“While all the presidential candidates were railing about lost manufacturing jobs in Ohio,” writes Thomas Friedman in today’s NYT, “no one noticed that America’s premier solar company, First Solar, from Toledo, Ohio, was opening its newest factory in the former East Germany — 540 high-paying engineering jobs — because Germany has created a booming solar market and America has not.”
Well, that’s a biased way to present good news. It’s not like First Solar shut down it Ohio operations and moved lock, stock and barrel to Germany. Rather, they saw a strong emerging market rich with government incentives and expanded their operations.
Friedman’s overarching point — that America needs a sound energy policy — is correct, but he picks weird way to present it and ends up with a policy that panders to the Warmies and the expense of the consumers.
Friedman starts by picking a lousy example in First Solar. He wants the US to incentivize alternative energy, which is a somewhat good idea, so he focused his example on First Solar’s German operations — but he ignored the company’s Malaysian plant because he certainly doesn’t want call for cheap US labor.
And neither did he want to write about Ohio’s crumbling infrastructure and rustbelt ways to drive up the cost of business. Otherwise, he might have mentioned that First Solar pulled up its roots last week and moved to Arizona.
Still, there’s much I agree with in Friedman’s analysis, starting with his dislike of the currently voguish drive to cut or eliminate federal gas taxes over the summer. His point — that we’re giving money to China to incentivize us to enjoy ourselves by driving our SUVs to vacation spots — is sound on the China debt front, but elitist in how he wants to mandate our behavior. (He did not divulge the Friedman vacation plans, BTW.)
He is also correct that if it is our goal to use incentives to quicken the development and market penetration of renewable technologies, incentivizing the use of gasoline is not the way to do it, whether it’s the McCain/Clinton tax cut idea, or all the existing credits that go oil’s way.
I think reasonable incentives for alternative energy — accelerated depreciation for alternative energy infrastructure, reduced regulatory burdens for “green” transmission corridors, tax credits for purchases — are a good idea if they’re carefully watched so they don’t become permanent subsidies for successful businesses.
I’d go further, though, and say that all politically motivated federal give-aways — the gas tax cut, Obama’s college freebie or the checks the IRS mailed out last week — send the wrong message.
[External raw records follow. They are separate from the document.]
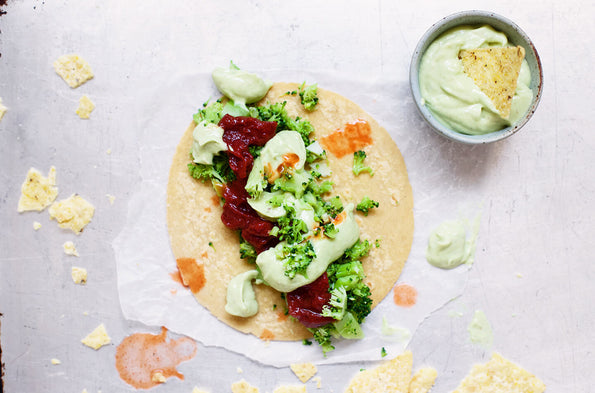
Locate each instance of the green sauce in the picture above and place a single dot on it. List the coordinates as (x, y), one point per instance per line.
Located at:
(452, 96)
(240, 86)
(241, 299)
(449, 246)
(327, 251)
(207, 142)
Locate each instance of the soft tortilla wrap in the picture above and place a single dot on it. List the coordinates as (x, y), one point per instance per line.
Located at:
(196, 230)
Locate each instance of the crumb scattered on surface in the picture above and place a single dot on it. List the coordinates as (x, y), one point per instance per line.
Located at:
(97, 338)
(37, 191)
(73, 213)
(390, 376)
(73, 69)
(86, 106)
(500, 375)
(243, 387)
(423, 380)
(79, 275)
(304, 371)
(70, 249)
(290, 389)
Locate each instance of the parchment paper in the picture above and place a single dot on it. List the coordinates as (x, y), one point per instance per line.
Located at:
(441, 186)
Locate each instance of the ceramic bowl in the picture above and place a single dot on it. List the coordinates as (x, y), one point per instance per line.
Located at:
(515, 36)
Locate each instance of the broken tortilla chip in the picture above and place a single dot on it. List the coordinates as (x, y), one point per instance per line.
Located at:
(495, 71)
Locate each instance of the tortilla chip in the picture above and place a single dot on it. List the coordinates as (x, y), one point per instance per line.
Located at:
(423, 380)
(194, 216)
(500, 376)
(391, 376)
(495, 71)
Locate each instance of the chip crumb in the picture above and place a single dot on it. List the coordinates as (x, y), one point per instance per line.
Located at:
(500, 375)
(243, 387)
(86, 106)
(495, 71)
(70, 249)
(79, 275)
(97, 338)
(304, 371)
(158, 377)
(73, 69)
(3, 109)
(390, 376)
(423, 380)
(37, 191)
(290, 389)
(73, 213)
(318, 381)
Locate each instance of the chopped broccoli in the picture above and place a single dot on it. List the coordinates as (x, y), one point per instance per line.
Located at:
(337, 306)
(219, 171)
(349, 327)
(323, 336)
(309, 96)
(358, 163)
(356, 252)
(276, 112)
(297, 258)
(366, 204)
(291, 228)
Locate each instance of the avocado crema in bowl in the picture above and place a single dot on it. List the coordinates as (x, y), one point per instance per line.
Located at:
(455, 71)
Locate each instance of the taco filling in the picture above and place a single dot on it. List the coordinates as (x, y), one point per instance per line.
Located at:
(275, 187)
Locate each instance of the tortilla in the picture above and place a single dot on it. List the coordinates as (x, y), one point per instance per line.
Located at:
(196, 230)
(496, 72)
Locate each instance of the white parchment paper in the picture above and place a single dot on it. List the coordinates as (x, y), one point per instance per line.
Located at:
(149, 295)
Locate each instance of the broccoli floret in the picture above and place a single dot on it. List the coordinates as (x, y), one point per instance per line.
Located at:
(356, 252)
(337, 306)
(358, 163)
(309, 96)
(323, 336)
(297, 258)
(291, 228)
(276, 112)
(359, 302)
(365, 205)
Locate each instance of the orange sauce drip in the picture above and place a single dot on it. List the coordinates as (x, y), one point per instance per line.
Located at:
(339, 218)
(141, 355)
(267, 335)
(289, 161)
(353, 137)
(404, 295)
(192, 274)
(216, 201)
(177, 277)
(281, 316)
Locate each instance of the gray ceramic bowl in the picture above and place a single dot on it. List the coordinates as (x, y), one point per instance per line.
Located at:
(515, 36)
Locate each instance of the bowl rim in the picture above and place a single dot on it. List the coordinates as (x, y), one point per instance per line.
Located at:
(446, 23)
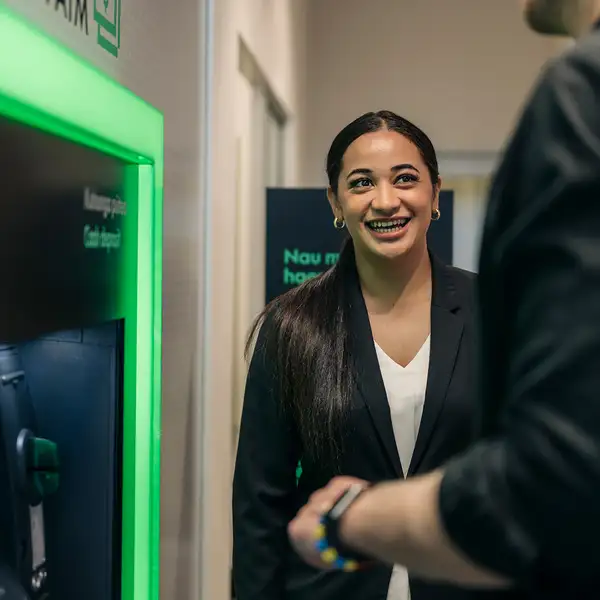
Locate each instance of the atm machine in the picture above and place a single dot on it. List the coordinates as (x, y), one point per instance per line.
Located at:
(81, 176)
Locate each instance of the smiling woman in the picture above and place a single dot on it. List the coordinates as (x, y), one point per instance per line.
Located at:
(364, 370)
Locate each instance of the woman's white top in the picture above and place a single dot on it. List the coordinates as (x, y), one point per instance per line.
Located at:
(405, 388)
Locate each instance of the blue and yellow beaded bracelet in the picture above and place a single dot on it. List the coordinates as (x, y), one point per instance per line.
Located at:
(329, 555)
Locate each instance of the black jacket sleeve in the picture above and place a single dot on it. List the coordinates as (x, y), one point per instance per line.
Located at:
(526, 501)
(264, 486)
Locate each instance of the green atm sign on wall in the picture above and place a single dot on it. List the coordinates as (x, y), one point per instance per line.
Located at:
(107, 16)
(95, 18)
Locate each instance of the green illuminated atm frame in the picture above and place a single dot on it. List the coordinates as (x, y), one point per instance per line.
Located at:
(45, 86)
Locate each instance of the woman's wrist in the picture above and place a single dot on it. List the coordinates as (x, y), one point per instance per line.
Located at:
(350, 527)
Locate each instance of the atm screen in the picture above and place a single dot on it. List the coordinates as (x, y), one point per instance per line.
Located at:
(65, 291)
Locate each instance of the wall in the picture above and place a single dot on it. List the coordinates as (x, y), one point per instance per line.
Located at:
(273, 31)
(461, 70)
(161, 59)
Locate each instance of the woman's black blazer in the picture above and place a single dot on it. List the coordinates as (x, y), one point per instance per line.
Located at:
(265, 494)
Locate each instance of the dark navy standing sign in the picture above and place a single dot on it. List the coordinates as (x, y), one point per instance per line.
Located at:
(302, 242)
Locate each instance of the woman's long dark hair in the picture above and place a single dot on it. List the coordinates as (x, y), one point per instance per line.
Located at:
(307, 340)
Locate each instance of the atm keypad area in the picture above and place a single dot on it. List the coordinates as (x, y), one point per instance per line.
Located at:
(72, 384)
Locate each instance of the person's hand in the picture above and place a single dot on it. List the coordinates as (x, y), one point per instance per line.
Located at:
(303, 530)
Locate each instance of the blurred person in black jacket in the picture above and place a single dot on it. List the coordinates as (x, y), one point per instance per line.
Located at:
(519, 510)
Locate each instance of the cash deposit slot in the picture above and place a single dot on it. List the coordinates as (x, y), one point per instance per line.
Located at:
(80, 304)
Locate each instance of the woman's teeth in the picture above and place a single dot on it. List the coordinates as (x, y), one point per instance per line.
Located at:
(385, 226)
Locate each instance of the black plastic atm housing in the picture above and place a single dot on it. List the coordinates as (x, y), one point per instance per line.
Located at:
(59, 312)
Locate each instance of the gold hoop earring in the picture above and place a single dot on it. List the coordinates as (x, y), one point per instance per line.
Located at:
(339, 223)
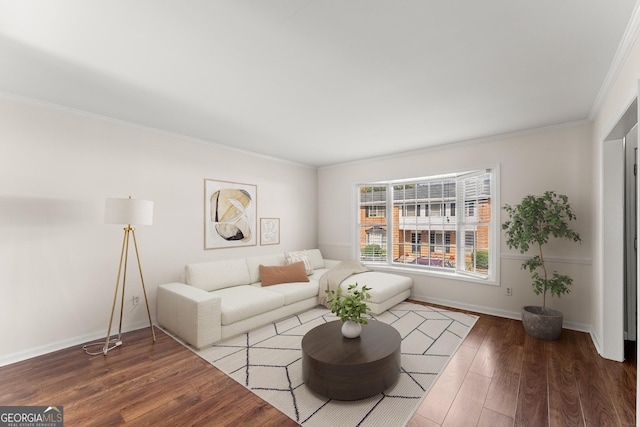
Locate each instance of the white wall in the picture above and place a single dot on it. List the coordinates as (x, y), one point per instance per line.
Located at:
(559, 160)
(58, 260)
(621, 93)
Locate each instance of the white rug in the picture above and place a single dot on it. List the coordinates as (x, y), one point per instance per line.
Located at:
(268, 361)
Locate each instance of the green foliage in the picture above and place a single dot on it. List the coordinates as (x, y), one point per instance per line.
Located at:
(481, 259)
(531, 223)
(350, 305)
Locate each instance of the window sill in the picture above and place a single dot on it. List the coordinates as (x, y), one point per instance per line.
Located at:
(422, 271)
Government isn’t in existence to dole out freebies, and whenever it does, it keeps the free market from making the adjustments necessary to sustain a sound economy.
Friedman also acts as if we have only one energy source available to us — alternatives — and wants to pretend we can just leave oil behind. Alternative energy is called alternative for a reason. There’s a Big Daddy energy and then there are these yapping alternatives that say they can replace Big Daddy, but they’re hardly out of diapers.
If we worry, as we should and Friedman does, about our increasing debt to China, then why should we continue to compete against China on world markets for oil? If we’re worried about the social and economic consequences of the rising cost of energy, why shouldn’t we work to increase all supply?
Friedman says nothing about opening ANWR or the continental shelf to drilling; he’s mum on exploration on federal lands; there’s not a peep about the benefits of fuel mix standardization or the construction or expansion of refineries — all things that would greatly benefit America’s energy picture and economy.
These are simply discounted with the charge that any use of oil simply increases “our contribution to global warming for our kids to inherit.”
America is moving dramatically toward more efficient, cleaner use of petroleum, from Priuses and clean-burning diesels to more efficient industrial applications. And as long as the debate on global warming isn’t over — and it’s not — it’s perfectly fine to use it, drill it and refine it until the alternatives shed their diapers and are ready to replace Big Daddy.
Get it wrong, and the economy crashes and people suffer. And Friedman gets it wrong.